He has 21 so far – almost as many as the 25 he took with the win in Napoli, a ‘category-C’ stage which offers half as many points to the winner as the flattest days of the Giro. More are on the way, too.
“I will chase points in any ways. Some days it’s going to be for the victories in the sprints, and some days it will be in the breakaways,” Pedersen said.
“I don’t aim for any specific breakaways with Bauke Mollema or Toms Skujins, but if I end up in the break with them and I can get some points, and they can fight for the stage victory, then, of course, it’s really nice.”

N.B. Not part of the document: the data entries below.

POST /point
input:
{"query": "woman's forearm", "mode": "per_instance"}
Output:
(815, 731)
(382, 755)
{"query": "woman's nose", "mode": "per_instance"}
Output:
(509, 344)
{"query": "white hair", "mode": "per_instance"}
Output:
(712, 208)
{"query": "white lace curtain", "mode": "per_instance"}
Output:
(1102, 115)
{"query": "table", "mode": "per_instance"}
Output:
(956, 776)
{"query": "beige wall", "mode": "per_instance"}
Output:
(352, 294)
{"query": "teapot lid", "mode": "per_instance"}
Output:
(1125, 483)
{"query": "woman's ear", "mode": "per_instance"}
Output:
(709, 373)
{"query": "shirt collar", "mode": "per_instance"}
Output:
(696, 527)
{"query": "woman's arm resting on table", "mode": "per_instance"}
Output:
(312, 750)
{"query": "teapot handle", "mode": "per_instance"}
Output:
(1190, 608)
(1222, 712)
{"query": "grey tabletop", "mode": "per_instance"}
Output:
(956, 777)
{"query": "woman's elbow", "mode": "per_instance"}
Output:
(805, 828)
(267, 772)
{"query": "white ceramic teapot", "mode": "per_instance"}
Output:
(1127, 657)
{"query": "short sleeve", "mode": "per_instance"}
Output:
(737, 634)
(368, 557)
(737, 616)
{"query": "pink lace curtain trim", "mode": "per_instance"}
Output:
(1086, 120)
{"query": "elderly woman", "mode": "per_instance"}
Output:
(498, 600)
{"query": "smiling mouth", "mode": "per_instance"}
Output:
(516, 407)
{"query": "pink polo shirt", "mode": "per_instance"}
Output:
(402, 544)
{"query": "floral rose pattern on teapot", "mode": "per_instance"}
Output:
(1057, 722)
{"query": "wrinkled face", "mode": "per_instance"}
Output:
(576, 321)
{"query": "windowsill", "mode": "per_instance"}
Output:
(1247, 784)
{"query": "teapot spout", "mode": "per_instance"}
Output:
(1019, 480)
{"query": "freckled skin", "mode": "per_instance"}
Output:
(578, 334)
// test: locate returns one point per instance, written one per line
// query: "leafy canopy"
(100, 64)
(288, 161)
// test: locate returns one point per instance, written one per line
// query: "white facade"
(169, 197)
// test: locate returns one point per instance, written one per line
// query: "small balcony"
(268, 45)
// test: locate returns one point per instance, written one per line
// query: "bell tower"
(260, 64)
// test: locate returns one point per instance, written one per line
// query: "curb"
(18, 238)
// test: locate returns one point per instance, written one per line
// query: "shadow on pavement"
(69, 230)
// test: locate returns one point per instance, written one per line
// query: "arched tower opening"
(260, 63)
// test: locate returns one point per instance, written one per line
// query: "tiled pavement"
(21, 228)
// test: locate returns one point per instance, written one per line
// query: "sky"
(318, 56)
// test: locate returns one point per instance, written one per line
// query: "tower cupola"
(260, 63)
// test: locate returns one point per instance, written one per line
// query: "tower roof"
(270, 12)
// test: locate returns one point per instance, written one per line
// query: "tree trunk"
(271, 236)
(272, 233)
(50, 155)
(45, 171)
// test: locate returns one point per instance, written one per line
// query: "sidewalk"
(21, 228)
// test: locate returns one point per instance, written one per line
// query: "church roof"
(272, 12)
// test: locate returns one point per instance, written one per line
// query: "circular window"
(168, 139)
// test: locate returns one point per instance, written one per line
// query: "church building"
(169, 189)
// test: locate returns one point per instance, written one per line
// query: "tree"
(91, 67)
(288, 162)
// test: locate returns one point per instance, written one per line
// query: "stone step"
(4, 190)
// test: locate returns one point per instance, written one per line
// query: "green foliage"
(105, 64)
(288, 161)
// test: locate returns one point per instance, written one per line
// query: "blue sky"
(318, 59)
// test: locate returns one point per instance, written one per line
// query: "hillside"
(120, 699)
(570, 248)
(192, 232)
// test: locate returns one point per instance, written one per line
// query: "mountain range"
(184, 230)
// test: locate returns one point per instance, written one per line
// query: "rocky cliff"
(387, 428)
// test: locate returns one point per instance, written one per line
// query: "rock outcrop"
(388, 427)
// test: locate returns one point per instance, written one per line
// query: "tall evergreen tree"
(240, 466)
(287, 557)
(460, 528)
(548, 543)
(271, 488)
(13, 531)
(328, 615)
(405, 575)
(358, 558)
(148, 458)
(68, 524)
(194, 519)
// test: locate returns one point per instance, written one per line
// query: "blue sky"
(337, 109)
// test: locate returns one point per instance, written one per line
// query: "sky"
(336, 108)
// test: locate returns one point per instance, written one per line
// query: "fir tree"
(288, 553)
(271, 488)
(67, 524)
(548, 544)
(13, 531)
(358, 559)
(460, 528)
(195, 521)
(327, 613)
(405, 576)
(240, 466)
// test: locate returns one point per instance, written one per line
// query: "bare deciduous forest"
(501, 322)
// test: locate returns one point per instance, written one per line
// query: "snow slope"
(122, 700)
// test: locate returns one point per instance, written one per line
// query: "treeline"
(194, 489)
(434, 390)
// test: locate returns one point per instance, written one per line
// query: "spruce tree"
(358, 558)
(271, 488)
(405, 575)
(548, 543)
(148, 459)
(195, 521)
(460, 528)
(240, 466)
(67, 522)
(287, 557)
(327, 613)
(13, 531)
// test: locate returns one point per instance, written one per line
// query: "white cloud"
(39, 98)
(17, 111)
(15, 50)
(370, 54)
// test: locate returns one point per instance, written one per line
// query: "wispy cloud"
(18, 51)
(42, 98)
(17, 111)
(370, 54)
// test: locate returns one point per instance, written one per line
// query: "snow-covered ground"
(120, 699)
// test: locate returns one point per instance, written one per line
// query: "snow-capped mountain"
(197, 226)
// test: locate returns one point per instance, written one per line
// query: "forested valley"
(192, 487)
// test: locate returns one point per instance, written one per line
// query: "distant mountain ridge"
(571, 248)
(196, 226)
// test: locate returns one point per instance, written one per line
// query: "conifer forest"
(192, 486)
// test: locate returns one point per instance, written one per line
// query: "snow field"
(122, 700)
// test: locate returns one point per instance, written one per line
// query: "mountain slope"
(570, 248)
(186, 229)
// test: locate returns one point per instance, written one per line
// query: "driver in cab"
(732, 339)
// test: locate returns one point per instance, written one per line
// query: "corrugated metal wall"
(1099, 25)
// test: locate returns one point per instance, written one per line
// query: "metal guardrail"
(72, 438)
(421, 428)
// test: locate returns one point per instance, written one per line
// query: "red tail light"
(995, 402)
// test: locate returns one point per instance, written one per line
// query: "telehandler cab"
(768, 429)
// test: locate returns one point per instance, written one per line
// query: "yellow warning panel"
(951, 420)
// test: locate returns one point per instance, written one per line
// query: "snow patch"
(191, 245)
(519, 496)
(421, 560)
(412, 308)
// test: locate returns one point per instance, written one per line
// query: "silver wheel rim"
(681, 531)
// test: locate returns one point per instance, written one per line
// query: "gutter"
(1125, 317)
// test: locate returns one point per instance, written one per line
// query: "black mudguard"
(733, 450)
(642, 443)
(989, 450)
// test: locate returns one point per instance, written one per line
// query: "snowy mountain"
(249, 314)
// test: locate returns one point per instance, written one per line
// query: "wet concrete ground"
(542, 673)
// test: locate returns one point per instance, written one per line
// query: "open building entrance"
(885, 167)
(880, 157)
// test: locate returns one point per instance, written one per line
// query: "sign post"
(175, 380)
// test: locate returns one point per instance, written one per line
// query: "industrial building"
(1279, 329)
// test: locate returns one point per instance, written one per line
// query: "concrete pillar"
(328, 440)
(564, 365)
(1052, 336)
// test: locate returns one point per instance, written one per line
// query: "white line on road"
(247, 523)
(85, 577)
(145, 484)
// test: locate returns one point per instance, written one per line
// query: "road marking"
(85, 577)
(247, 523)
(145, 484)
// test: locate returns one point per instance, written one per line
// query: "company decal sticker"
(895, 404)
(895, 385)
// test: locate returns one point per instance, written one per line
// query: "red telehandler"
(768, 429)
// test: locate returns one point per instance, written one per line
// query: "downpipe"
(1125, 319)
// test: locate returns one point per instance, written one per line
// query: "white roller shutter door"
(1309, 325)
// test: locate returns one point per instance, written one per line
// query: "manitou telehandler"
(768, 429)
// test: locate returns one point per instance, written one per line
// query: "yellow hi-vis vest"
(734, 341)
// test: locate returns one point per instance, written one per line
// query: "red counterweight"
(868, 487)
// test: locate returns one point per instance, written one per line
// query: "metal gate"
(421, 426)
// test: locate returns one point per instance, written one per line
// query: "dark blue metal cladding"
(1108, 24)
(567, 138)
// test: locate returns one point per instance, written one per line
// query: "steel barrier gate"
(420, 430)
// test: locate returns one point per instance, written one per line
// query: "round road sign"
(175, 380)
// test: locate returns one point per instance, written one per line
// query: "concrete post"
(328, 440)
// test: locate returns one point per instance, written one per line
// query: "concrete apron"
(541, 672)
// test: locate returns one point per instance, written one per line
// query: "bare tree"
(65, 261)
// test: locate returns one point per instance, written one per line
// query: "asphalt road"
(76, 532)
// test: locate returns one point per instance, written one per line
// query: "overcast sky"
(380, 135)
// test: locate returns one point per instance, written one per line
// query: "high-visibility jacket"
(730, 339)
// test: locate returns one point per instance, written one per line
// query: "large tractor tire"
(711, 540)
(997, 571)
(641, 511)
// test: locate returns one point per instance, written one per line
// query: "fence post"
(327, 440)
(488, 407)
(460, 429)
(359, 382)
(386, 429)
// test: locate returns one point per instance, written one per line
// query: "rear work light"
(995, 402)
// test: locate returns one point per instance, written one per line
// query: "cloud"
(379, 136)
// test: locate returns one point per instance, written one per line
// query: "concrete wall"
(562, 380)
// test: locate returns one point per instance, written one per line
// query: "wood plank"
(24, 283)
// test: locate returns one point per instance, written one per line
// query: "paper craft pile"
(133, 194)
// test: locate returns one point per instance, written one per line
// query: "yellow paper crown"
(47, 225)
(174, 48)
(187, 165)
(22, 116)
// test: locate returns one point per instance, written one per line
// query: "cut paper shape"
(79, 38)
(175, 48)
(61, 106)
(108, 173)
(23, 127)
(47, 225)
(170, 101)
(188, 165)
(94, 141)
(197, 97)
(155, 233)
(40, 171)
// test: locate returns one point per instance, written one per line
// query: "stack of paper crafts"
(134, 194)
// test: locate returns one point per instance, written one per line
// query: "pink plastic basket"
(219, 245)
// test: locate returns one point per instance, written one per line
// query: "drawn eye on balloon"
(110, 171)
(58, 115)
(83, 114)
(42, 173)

The battle for the points jersey might end up coming down to who is willing to make a move in the mountains. The high-mountain stages 13 and 19 to Crans-Montana and Tre Cime di Lavaredo, for example, offer a 12-point sprint before a mountain is climbed. Other hard days – stage 15 to Bergamo and stage 16 to Monte Bondone – lock the sprints away after first-category climbs.
Before the tribulations of the final week, though, lies a gentler offering with a handful of sprint chances.
The hardest of the trio of stages coming up – number 12 to Rivoli – could bear witness to a repeat of events in Melfi, where the pure sprinters were distanced on the late climbs as Trek-Segafredo and Jayco-AlUla helped their men Pedersen and Matthews to the top spots. Pedersen is not so sure, though.
“I think we already tried to drop the sprinters when Michael beat me in the final,” he said. “I don’t see that it’s that easy to drop them. Again, we will take it day by day, and we will see how the legs are feeling.
“Also, I don’t want to roast the whole team in one day, so we really have to watch out and do it in a good way.”